How to solve sin(x/2) = 1 - cos x? I know you would use the half angle identity sin(x/2) = +-(√1 - cos x/2), just don't know what to do from there.
To solve the equation sin(x/2) = 1 - cos(x), you can indeed start by using the half angle identity for sine:
sin(x/2) = ±√(1 - cos(x))/2
Let's take the positive square root for now:
sin(x/2) = √(1 - cos(x))/2
To proceed, we can square both sides of the equation to eliminate the square root:
(sin(x/2))^2 = (√(1 - cos(x))/2)^2
Simplifying further:
sin^2(x/2) = (1 - cos(x))/4
Now, let's use the identity sin^2(x/2) = (1 - cos(x))/2:
(1 - cos(x))/2 = (1 - cos(x))/4
To continue, we can cross-multiply:
2(1 - cos(x)) = 1 - cos(x)
Expanding and rearranging the equation:
2 - 2cos(x) = 1 - cos(x)
2cos(x) - cos(x) = 1 - 2
Combining like terms:
cos(x) = -1
Now we have found the value of cos(x).

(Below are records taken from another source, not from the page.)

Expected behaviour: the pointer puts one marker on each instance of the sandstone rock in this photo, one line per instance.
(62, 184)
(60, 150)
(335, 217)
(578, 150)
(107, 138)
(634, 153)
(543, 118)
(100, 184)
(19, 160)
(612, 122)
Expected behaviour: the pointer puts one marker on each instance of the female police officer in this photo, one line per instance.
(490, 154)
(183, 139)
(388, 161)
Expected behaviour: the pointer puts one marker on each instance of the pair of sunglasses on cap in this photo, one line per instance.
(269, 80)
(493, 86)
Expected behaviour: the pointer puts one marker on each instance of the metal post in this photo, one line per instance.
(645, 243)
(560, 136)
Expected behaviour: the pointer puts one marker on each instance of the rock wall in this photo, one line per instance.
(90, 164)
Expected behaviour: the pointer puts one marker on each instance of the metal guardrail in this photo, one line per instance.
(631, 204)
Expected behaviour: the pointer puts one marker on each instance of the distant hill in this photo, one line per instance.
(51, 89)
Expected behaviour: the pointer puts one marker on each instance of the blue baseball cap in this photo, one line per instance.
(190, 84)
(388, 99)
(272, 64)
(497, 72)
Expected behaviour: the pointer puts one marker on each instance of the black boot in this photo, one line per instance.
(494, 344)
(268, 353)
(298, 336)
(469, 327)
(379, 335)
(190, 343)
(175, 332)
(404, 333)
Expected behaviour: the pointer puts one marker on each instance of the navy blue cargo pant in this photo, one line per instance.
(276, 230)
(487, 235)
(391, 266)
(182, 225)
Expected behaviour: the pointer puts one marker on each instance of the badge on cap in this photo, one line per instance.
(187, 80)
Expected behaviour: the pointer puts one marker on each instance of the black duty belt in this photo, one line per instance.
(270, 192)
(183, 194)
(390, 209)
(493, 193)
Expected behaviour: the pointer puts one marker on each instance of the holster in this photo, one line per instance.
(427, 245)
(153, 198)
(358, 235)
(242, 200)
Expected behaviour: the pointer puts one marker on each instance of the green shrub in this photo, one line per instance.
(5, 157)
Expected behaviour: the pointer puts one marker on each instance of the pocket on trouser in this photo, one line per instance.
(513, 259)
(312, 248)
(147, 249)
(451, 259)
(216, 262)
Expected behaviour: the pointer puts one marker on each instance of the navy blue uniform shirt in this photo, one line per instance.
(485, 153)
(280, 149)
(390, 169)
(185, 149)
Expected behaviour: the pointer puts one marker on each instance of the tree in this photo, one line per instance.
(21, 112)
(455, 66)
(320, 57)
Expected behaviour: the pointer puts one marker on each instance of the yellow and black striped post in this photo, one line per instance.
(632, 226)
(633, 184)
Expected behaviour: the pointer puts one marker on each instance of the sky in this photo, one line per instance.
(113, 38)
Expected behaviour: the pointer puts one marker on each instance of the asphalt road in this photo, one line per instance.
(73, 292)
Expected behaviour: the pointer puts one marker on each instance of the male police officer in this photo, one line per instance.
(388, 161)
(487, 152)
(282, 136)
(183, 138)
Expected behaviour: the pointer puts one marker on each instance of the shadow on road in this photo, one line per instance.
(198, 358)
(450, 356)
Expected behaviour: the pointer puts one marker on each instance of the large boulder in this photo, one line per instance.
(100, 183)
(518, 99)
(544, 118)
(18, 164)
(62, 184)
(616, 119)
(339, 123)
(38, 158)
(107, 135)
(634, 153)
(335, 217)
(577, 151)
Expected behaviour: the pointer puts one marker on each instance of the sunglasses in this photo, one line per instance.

To find the value of x, we need to consider the range of the cosine function, which is [-1, 1].
In this case, cos(x) is equal to -1, which implies that x is an odd multiple of π:
x = (2n + 1)π, where n is an integer.
Therefore, the solution to the equation sin(x/2) = 1 - cos(x) is x = (2n + 1)π, where n is an integer.